Logic Analyzer Output

over 6 years ago

0 cb1_mobile over 6 years ago

Guru 117850 points

May I note the following?

You interrupt upon the falling edge of D_RDY - yet if you switched to rising edge - your interrupt would occur sooner! (by D_RDY's pulse width) Goal is response - not true measure of latency!
You "register" the interrupt - rather than placing it w/in the MCU's "Vector Table" - which I believe - achieves faster response
You impose the time for the interrupt to "clear" - PLUS the time for function, "SSIDataPut()" to execute - and class "those two delays" as interrupt latency! Would not a GPIO toggle - as the very first instruction w/in said handler - provide a "truer picture" of interrupt latency?

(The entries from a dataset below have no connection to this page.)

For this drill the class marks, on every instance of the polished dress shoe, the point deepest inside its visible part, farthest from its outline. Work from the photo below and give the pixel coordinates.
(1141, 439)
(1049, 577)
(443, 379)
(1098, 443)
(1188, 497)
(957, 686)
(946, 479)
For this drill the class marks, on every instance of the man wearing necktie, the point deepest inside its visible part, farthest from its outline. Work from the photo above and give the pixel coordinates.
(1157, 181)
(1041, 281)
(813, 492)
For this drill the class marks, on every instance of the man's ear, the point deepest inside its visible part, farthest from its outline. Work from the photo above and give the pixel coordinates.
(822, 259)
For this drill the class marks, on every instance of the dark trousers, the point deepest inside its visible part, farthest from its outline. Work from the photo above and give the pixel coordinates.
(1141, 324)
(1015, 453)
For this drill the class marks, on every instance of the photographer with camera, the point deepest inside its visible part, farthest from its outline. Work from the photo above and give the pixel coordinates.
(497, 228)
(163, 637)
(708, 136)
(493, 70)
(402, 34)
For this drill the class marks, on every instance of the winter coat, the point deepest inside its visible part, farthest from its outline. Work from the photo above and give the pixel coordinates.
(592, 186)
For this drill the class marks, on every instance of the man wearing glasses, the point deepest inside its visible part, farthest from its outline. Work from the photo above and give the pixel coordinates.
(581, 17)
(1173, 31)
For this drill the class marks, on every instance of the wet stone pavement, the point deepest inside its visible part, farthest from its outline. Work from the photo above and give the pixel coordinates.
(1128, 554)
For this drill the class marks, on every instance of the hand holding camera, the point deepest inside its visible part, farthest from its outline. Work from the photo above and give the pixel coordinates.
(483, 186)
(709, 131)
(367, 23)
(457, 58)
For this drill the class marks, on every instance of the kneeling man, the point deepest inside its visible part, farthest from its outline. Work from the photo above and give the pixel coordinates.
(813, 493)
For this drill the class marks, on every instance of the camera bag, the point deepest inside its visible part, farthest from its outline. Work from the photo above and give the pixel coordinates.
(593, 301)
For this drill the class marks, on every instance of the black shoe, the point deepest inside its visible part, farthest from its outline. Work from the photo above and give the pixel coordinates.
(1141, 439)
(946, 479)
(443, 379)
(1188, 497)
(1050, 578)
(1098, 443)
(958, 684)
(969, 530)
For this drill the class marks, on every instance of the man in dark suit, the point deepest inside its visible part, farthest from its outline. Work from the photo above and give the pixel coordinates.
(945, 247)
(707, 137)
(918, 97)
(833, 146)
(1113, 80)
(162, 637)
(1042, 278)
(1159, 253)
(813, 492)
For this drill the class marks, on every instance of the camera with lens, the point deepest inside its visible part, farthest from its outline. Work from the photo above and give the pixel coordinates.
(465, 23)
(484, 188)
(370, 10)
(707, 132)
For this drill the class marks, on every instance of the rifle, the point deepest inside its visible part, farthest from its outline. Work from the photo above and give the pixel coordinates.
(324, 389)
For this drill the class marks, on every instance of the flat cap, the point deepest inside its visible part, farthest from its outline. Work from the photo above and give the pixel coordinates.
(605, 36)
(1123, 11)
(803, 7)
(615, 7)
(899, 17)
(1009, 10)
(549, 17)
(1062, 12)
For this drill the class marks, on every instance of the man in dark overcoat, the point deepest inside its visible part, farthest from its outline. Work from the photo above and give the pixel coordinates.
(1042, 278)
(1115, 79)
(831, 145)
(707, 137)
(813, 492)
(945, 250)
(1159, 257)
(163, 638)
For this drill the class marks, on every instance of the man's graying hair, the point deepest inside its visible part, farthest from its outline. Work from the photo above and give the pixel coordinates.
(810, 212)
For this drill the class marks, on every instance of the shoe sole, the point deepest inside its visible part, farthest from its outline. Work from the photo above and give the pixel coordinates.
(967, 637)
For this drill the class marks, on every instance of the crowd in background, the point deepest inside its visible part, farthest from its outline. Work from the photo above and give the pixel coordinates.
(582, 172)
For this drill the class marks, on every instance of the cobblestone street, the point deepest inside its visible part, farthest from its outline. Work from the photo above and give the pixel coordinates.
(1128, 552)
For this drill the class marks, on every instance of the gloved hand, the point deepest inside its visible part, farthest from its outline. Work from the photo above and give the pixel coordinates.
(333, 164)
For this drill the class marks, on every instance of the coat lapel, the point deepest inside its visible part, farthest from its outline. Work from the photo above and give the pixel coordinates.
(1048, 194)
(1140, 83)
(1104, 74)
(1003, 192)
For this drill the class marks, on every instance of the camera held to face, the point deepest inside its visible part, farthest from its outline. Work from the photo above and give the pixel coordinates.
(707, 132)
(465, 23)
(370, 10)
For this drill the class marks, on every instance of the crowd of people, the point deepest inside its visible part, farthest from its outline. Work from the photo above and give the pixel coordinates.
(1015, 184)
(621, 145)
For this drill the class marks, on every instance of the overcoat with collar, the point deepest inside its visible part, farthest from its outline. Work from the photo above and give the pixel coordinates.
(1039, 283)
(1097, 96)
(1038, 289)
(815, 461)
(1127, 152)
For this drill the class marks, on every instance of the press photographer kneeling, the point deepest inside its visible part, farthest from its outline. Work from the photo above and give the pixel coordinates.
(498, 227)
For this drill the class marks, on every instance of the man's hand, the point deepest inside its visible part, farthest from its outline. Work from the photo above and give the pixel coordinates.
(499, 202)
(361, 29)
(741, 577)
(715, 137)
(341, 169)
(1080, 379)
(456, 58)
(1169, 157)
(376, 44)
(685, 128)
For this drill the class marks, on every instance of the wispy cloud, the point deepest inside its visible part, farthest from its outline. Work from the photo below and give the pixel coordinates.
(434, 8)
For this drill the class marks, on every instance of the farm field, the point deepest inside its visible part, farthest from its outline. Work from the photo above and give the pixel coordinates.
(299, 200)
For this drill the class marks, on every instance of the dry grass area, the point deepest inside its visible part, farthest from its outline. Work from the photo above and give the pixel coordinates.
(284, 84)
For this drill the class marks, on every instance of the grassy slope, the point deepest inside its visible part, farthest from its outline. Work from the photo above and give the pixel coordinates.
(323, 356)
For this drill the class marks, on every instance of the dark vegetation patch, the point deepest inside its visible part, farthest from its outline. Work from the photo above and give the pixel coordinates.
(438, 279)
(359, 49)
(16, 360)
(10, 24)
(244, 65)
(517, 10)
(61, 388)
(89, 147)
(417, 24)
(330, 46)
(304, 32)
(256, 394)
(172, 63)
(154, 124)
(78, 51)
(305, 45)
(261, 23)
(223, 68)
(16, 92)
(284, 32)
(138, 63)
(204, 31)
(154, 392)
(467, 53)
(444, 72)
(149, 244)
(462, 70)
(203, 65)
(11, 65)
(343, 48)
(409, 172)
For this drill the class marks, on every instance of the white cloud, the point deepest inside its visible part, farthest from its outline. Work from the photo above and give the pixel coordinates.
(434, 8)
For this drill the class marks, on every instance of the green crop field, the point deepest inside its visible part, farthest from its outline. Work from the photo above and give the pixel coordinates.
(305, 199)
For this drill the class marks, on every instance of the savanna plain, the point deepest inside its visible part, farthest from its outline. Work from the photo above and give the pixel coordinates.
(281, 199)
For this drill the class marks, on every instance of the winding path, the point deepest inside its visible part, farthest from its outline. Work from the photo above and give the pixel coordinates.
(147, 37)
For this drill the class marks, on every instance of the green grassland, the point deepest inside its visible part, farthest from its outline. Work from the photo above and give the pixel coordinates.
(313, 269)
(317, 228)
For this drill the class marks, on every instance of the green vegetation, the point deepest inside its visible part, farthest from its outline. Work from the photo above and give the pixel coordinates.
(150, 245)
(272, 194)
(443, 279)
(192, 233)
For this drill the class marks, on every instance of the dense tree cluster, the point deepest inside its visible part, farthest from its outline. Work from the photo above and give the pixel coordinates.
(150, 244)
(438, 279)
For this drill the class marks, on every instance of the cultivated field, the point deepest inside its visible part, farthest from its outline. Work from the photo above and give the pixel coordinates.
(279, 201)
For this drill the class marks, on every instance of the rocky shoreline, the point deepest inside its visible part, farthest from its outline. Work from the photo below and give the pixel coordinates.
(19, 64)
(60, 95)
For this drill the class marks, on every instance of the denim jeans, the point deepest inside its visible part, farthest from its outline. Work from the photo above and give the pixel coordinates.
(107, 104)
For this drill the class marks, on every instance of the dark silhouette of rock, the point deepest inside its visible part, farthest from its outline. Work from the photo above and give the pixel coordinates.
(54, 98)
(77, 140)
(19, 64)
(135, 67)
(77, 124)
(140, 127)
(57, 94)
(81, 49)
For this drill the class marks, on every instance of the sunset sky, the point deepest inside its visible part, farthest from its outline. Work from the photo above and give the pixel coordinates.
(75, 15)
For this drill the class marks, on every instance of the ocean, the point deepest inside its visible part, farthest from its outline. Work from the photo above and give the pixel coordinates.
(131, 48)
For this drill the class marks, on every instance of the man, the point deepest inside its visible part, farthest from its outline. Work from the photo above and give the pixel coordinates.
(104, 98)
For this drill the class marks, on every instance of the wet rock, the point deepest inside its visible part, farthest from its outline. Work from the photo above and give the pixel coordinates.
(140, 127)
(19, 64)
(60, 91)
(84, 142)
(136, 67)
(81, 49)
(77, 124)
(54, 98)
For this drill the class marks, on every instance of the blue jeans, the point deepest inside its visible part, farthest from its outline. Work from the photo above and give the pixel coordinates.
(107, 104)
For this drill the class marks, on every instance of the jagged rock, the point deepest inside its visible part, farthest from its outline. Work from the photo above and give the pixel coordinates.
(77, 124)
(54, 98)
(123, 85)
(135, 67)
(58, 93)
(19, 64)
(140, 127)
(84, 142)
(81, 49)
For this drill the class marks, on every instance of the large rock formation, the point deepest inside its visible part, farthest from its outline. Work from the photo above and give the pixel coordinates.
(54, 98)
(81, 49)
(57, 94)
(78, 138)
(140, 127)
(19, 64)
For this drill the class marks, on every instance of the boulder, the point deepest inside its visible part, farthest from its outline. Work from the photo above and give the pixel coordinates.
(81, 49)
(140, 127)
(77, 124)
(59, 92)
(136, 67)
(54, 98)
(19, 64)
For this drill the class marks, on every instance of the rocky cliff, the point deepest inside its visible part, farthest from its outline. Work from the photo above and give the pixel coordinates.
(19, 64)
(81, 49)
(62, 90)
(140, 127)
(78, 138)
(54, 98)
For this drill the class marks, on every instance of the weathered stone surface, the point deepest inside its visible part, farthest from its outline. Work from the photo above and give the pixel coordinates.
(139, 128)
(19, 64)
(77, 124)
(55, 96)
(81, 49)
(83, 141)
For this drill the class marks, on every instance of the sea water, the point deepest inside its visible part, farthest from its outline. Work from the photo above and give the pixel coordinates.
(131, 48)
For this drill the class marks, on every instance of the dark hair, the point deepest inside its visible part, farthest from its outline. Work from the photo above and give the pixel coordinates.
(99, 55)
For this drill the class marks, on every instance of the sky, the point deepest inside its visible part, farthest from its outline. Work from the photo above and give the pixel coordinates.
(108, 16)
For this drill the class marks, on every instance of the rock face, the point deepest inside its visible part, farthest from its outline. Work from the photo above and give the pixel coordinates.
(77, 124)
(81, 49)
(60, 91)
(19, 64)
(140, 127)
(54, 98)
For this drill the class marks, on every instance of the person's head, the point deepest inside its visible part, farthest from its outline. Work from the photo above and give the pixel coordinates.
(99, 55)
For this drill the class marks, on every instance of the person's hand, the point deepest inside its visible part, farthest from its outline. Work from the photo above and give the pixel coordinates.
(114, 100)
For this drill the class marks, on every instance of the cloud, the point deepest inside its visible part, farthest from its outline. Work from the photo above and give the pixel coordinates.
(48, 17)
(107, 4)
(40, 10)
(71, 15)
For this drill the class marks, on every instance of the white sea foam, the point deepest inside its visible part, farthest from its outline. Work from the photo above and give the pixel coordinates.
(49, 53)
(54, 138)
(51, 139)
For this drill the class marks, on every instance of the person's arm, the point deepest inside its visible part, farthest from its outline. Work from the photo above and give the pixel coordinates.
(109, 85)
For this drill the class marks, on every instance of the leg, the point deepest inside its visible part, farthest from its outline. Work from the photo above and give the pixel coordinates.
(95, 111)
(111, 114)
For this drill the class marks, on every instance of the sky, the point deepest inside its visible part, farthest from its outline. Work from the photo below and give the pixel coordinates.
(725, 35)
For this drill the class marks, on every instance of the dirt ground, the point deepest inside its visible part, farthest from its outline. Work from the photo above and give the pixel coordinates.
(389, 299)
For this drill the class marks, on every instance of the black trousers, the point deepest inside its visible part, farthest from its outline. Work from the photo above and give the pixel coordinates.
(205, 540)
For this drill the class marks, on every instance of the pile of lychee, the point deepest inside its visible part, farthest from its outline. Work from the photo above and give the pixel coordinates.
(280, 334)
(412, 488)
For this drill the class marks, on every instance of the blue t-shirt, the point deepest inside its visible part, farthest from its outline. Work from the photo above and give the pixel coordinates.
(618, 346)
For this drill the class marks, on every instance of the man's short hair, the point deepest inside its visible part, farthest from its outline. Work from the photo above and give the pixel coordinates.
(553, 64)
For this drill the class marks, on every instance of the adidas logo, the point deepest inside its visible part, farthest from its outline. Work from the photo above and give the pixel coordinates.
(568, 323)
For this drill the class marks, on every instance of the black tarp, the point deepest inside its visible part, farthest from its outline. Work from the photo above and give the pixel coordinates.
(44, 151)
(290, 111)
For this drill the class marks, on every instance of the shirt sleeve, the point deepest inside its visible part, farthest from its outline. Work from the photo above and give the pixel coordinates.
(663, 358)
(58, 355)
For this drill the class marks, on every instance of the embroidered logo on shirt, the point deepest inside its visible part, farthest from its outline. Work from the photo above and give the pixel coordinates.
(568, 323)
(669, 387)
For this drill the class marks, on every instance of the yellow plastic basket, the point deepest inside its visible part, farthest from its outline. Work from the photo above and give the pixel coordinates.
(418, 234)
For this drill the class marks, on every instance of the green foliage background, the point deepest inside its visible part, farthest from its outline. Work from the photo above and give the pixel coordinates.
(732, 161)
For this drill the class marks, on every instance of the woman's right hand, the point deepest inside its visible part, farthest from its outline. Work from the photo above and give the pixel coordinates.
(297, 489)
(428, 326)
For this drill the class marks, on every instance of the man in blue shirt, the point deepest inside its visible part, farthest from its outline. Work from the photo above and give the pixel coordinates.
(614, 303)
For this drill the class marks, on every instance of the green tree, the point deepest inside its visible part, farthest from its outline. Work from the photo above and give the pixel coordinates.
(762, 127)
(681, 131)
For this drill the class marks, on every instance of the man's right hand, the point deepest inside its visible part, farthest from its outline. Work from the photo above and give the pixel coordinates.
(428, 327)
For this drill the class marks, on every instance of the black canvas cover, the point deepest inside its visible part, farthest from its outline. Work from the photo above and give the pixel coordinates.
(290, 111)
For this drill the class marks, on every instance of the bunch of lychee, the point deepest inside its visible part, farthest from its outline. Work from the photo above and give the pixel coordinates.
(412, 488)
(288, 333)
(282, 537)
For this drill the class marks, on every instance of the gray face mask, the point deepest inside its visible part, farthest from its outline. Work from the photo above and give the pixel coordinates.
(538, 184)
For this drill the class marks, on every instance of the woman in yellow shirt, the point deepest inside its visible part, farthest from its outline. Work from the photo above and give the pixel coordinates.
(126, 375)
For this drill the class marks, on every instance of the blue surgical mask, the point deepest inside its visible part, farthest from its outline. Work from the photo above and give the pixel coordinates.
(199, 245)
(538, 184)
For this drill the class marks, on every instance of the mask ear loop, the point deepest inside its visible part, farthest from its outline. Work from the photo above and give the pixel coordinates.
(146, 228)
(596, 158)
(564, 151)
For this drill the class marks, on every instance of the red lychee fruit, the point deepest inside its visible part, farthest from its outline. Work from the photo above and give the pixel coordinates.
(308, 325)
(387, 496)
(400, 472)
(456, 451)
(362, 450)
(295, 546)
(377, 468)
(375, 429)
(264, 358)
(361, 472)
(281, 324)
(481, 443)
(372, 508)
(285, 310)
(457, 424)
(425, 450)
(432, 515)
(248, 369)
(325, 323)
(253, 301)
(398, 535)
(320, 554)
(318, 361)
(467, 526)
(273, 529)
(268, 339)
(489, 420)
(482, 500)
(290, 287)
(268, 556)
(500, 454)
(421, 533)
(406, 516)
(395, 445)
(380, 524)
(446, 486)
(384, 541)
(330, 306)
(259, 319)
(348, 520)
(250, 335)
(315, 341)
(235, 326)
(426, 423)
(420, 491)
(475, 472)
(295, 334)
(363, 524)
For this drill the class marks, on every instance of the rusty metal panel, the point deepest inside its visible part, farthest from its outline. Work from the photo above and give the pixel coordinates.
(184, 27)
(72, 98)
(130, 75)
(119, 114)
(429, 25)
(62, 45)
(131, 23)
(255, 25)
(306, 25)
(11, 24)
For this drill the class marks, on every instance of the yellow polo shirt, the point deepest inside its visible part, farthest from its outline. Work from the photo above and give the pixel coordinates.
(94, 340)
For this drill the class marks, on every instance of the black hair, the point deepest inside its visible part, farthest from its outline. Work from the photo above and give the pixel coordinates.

When running above certain speeds - does not that MCU suffer expanded number of "wait-states" and/or other "crippling effects?"

Beyond the above - I would switch (ideally) to a different port - and determine if there may be a "latency penalty" extracted by your chosen port - and pin.

I agree w/your calculations and believe that you can improve results...

0 Bruno Saraiva over 6 years ago

Guru 13040 points

cb1's answer is excellent!

A few more pointers:

- Be careful with specific interrupt clearing, such as GPIOIntClear(GPIO_PORTF_BASE, GPIO_INT_PIN_0); - it is wiser to read the interrupt mask, and then clear all interrupts. In case your code grows and adds other pins as interrupt sources, of even if a noise triggers an interrupt, you'd be stuck in a ISR re-entering loop.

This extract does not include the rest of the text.